Kur’ân’ı okuma, onu doğru anlama ve gereklerini yerine getirme konusunda ilk dönemden itibaren kadınlar da erkekler gibi üzerlerine düşeni yapmışlardır. Şu birkaç örnek bile bu söylediklerimizi anlatmaya
yeterlidir:
Amre binti Abdurrahman [radıyallahu anhâ], minberden cuma günü hutbe okurken Kâf sûresini Hz.
Peygamber’in ağzından öğrendiğini söyler.
[21]
Eşleri, Peygamberimizin yanında rahatlıkla fikirlerini söyleyebilir, onunla istişare ve müzakere ederlerdi.

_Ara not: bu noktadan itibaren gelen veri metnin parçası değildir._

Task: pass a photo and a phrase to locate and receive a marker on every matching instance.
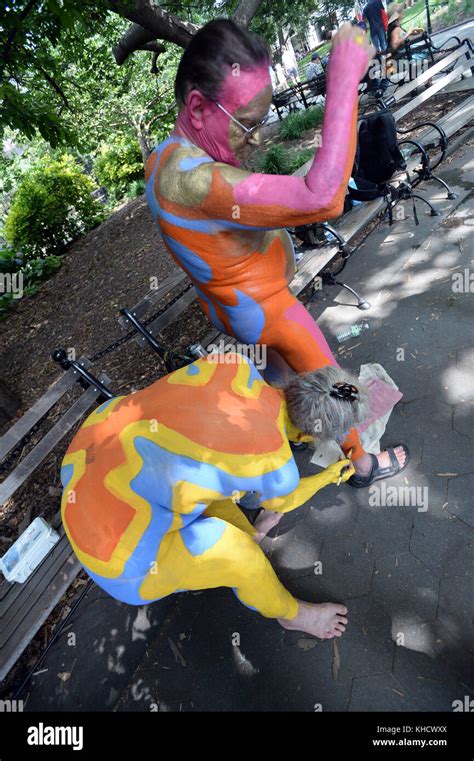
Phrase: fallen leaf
(175, 650)
(307, 643)
(336, 661)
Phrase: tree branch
(136, 38)
(55, 86)
(155, 118)
(157, 23)
(245, 11)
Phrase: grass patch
(295, 125)
(281, 160)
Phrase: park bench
(300, 94)
(286, 100)
(25, 607)
(424, 45)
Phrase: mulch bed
(108, 268)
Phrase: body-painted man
(151, 482)
(226, 226)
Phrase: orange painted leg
(293, 333)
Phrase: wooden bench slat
(174, 310)
(451, 122)
(34, 458)
(438, 67)
(21, 597)
(22, 426)
(435, 87)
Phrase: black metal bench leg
(361, 303)
(434, 213)
(451, 194)
(329, 279)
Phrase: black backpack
(378, 156)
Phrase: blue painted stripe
(196, 266)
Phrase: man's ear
(195, 105)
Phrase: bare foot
(264, 523)
(326, 620)
(364, 464)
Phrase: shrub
(135, 189)
(275, 161)
(298, 158)
(32, 272)
(279, 160)
(117, 165)
(295, 125)
(52, 206)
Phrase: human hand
(339, 471)
(359, 51)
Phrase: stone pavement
(403, 570)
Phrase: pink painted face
(247, 96)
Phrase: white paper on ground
(384, 395)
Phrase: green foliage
(26, 276)
(118, 164)
(295, 125)
(298, 158)
(135, 189)
(52, 205)
(280, 160)
(275, 161)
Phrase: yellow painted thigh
(234, 560)
(228, 511)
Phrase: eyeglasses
(248, 130)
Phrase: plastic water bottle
(352, 332)
(28, 551)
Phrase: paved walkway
(404, 571)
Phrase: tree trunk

Hudeybiye Anlaşması’nın yapıldığı sene, ağaç altında Rıdvan Biati yapılınca Hz. Peygamber, “Ağacın altında
bana biat edenler, inşaallah cehenneme girmez” buyurmuştu. Orada bulunan Hafsa annemiz, “İyi ama ey
Allah’ın Resûlü! Yüce Allah, ‘Sizden cehenneme uğramayacak yoktur. Bu, Rabbin için kesinleşmiş bir
sözdür’
[22] buyurmuyor mu?” diye sormuştu. Peygamberimiz [sallallahu aleyhi ve sellem], bir sonraki âyeti
okuyarak ona: “Sonra biz, Allah’tan sakınanları kurtarırız, zalimleri de diz üstü çökmüş olarak orada
bırakırız” diye cevap vermiştir.
[23]
Bu olay,
[24] hem eşi Hz. Hafsa annemizin geniş Kur’ân kültürüne hem de dinî bir konuda fikirlerini
rahatlıkla Peygamber’e söyleyip onunla tartışabildiğine tanıklık etmektedir.
İfk/iftira olayında Hz. Âişe annemiz, Peygamber’imize şöyle cevap verir: Ben (diğer kadınlara nispetle)

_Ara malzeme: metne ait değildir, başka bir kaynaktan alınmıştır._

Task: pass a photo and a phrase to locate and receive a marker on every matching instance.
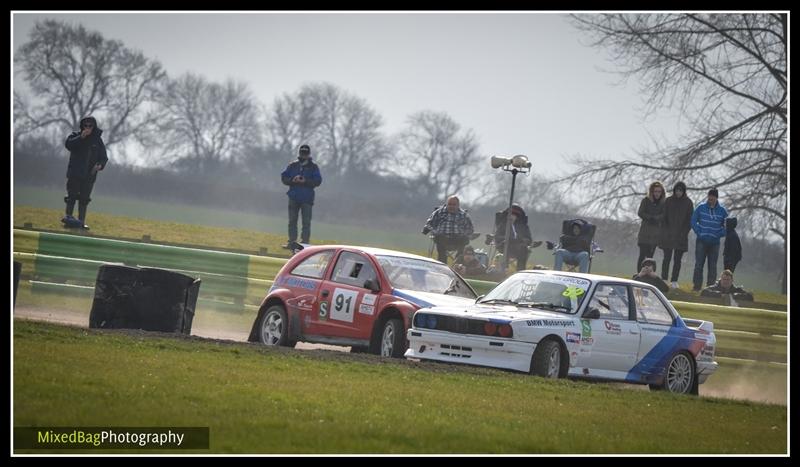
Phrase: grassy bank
(285, 401)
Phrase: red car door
(346, 308)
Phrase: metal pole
(508, 220)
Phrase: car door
(347, 308)
(655, 320)
(609, 343)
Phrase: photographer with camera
(451, 228)
(302, 176)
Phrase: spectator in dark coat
(724, 286)
(87, 156)
(574, 248)
(520, 238)
(301, 176)
(732, 253)
(648, 275)
(678, 210)
(651, 211)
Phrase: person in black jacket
(725, 288)
(302, 177)
(520, 238)
(87, 156)
(732, 253)
(648, 275)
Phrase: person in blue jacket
(708, 224)
(302, 176)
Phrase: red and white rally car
(354, 296)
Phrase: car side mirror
(592, 313)
(372, 285)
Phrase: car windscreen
(548, 291)
(423, 276)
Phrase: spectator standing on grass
(648, 275)
(651, 211)
(708, 223)
(87, 156)
(301, 176)
(678, 210)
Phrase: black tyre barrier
(113, 297)
(17, 272)
(147, 298)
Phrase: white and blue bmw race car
(556, 324)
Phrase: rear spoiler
(706, 327)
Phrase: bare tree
(73, 72)
(207, 124)
(341, 128)
(436, 155)
(728, 75)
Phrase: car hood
(508, 312)
(428, 299)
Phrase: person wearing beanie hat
(651, 211)
(301, 176)
(87, 156)
(678, 210)
(708, 224)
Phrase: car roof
(591, 277)
(374, 251)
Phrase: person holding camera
(451, 228)
(87, 156)
(301, 176)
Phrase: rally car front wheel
(273, 328)
(549, 360)
(681, 376)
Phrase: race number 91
(344, 302)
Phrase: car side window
(611, 301)
(314, 266)
(353, 269)
(649, 308)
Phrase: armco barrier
(52, 258)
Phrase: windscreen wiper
(549, 305)
(499, 300)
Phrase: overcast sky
(524, 82)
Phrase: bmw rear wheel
(548, 360)
(680, 377)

yaşça küçük bir kadındım. Kur’ân’ın büyük bir kısmını ezbere okuyamıyordum. Bu sebeple de: “Vallahi, ben
size nasıl bir örnek getireceğimi bilemiyorum. Sadece Yûsuf peygamberin babasını örnek alıyor ve tıpkı
onun gibi diyorum: “Artık bana düşen güzel bir sabırdır. Sizin bu anlattıklarınıza karşılık yardımına
sığınılacak tek merci Yüce Allah’tır” dedim.
[25]
Bu rivayet de Hz. Âişe annemizin, zor zamanlarında Kur’ân kıssalarını kendi hayatına uyarlayarak başına
gelenlere sabredip Kur’an’daki peygamber dualarıyla dua ettiğini göstermektedir. Gerçekten de onlar,
yaşadıklarını öncelikle Kur’ân aydınlığında yorumlamaya çalışıyorlardı.

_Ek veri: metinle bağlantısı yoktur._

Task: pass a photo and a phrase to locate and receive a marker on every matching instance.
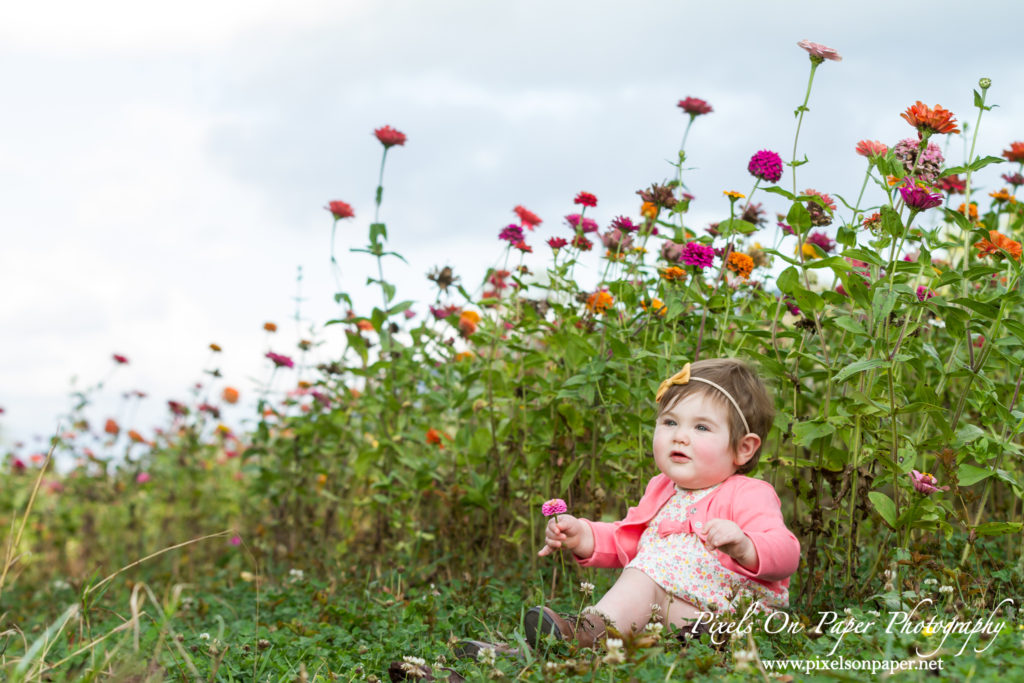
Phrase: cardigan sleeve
(758, 512)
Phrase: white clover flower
(487, 655)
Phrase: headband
(683, 377)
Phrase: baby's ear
(749, 444)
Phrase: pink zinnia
(916, 198)
(766, 165)
(819, 52)
(871, 148)
(925, 482)
(576, 220)
(511, 233)
(694, 107)
(389, 136)
(526, 217)
(697, 254)
(340, 210)
(280, 360)
(586, 199)
(555, 506)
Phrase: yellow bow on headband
(682, 377)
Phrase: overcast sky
(165, 166)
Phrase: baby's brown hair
(745, 387)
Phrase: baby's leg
(628, 603)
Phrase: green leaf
(998, 528)
(859, 367)
(805, 432)
(885, 506)
(970, 475)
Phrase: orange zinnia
(674, 273)
(997, 243)
(598, 302)
(928, 120)
(739, 263)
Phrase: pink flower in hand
(925, 482)
(555, 506)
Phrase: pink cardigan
(753, 504)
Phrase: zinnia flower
(871, 148)
(586, 199)
(766, 165)
(739, 263)
(925, 482)
(389, 136)
(280, 360)
(930, 121)
(511, 233)
(555, 506)
(694, 107)
(697, 254)
(599, 301)
(468, 322)
(340, 210)
(527, 217)
(918, 198)
(674, 273)
(996, 244)
(1015, 153)
(819, 52)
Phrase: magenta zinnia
(586, 199)
(280, 360)
(766, 165)
(694, 107)
(389, 137)
(916, 198)
(555, 506)
(697, 255)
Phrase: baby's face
(691, 442)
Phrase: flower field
(355, 518)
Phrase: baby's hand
(726, 536)
(568, 531)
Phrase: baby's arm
(569, 531)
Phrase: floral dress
(673, 554)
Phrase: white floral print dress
(673, 554)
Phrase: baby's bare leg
(627, 604)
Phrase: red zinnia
(340, 210)
(928, 120)
(527, 217)
(1015, 153)
(389, 136)
(694, 107)
(586, 199)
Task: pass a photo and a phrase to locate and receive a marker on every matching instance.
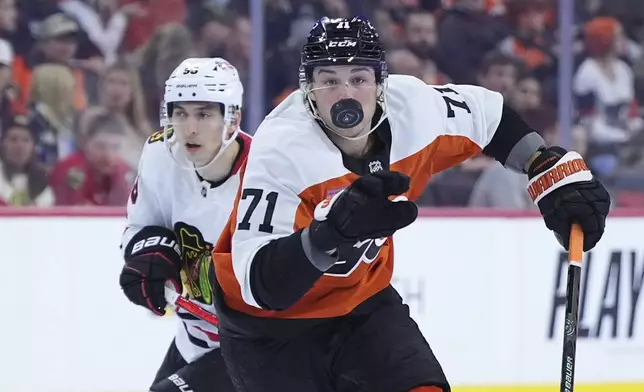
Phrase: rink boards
(487, 292)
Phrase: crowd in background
(81, 82)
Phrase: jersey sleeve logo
(197, 269)
(158, 135)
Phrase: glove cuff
(153, 239)
(554, 168)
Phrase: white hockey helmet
(203, 80)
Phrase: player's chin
(357, 131)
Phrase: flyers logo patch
(158, 136)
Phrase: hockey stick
(575, 256)
(175, 300)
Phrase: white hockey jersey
(294, 166)
(164, 194)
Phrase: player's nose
(191, 126)
(345, 91)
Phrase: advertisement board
(488, 293)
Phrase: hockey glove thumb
(363, 211)
(566, 192)
(151, 258)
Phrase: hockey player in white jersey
(304, 272)
(179, 204)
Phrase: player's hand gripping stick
(575, 256)
(175, 300)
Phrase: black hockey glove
(151, 258)
(363, 211)
(566, 192)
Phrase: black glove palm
(363, 211)
(582, 200)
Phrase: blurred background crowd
(81, 82)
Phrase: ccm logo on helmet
(343, 44)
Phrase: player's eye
(330, 82)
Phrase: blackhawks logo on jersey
(158, 135)
(197, 262)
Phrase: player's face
(198, 126)
(339, 82)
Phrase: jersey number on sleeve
(450, 102)
(256, 194)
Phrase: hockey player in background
(304, 273)
(183, 196)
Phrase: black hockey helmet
(343, 41)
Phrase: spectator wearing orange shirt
(96, 175)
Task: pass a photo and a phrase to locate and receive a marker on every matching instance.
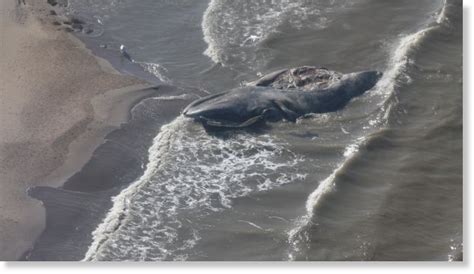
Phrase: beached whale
(285, 94)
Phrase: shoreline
(59, 102)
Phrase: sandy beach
(57, 102)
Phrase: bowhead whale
(284, 94)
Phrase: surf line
(397, 65)
(118, 213)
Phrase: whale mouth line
(282, 95)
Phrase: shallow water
(379, 180)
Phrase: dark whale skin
(244, 106)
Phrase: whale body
(281, 95)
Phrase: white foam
(397, 65)
(230, 27)
(157, 70)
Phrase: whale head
(359, 82)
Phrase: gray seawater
(379, 180)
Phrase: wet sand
(58, 101)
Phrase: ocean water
(379, 180)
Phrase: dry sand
(57, 102)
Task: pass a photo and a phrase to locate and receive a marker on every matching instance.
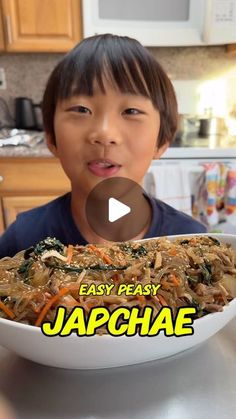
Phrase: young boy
(108, 109)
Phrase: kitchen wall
(188, 67)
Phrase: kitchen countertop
(40, 150)
(188, 147)
(199, 383)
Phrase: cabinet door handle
(8, 28)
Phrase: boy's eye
(132, 111)
(80, 109)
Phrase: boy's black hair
(126, 63)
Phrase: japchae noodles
(193, 271)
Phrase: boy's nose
(105, 133)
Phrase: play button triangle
(116, 209)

Hz. Âişe annemiz, Peygamber’imize bir âyet indiğinde, onun ifade ettiği helâl-haram, emir ve yasağı iyice
öğrenmeye çalıştıklarını söyler.
[26] Nitekim Hz. Âişe, “yerin başka bir yer, göklerin başka göklerle
değiştirileceği gün”
[27] âyetiyle ilgili olarak “Bu sırada insanlar nerede olacak?” diye sormuş,
Peygamberimiz de: “Bunu senden önce bana hiç soran olmadı; o gün insanlar sırat üzerindedirler” diye
cevap vermiştir.
[28]
Yine Hz. Âişe annemiz, “ölü, ailesinin arkasından ağlaması sebebiyle azap görür” şeklindeki rivayeti,
Kur’ân âyetleriyle reddediyor ve: ‘Size bu hususta Kur’ân yetmiyor mu? Kur’ân’da: “Hiçbir günahkâr,
başkasının günah yükünü yüklenmez!” buyurulur’ diyordu.”
[29]
Peygamber’imizden [sallallahu aleyhi ve sellem] 2210 hadis rivayet ederek en çok hadis rivayet edenlerin
arasında yer alan, kendisine iftira edildiğinde aklanması için hakkında on altı âyet inen
[30] Peygamberimizin
sevgili eşi Hz. Âişe annemiz ve diğer eşi Hz. Hafsa annemiz, bütünüyle Kur’ân’ı ezberleyen hanımlardandı.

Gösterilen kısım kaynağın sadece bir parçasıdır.